Albert frowned. “Don’t for heaven’s sake mention her in the same breath with those cigarette-smoking blemishes on their sex!” he answered; and then he added more pleasantly, “But you haven’t heard it all yet. This unique old man, who saved me from sleeping all night in a thicket of briers, and who has opened his heart and home to me, has fallen into the clutches of-Nicholas Frye!”

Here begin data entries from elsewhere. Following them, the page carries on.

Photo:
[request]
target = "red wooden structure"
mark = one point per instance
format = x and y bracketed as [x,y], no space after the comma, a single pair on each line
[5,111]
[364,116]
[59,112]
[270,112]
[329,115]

“Great Scott!” exclaimed Frank, “and how on earth did he ever find Frye, or Frye find him? Was your old man of the island hunting around Boston for some one to rob him?”

“That I do not know yet,” replied Albert; “all I know is that Mr. Terry has paid Frye about four hundred dollars, and, as he says, so far has nothing to show for it. What the business was I expect to learn later. Now what I am coming at is this: can’t you manage to leave me here for the rest of the day, or, better still, make it two days? I’ll tell the boys I’ve tumbled into a bit of law business, which is what I think will come out of it, and you can run down to Bar Harbor, or out to Monhegan and back here to-morrow night.”

“Well, I’ll do that gladly,” replied Frank; and then he added with a droll smile, “It will give you a chance to say a few sweet things to this girl with the wondrous eyes, eh, Bert?”

“Please don’t joke me about her before the rest of the crowd,” said Albert; “remember your promise!”

“Well, you told the truth when you said you had fallen in love with her, I guess,” observed Frank; “a fellow that feels that way about a girl must be in love.”

“My dear boy,” replied Albert, “what you say may be true, but I’ve not yet insisted upon her singing ‘Ben Bolt’ three times in one evening.”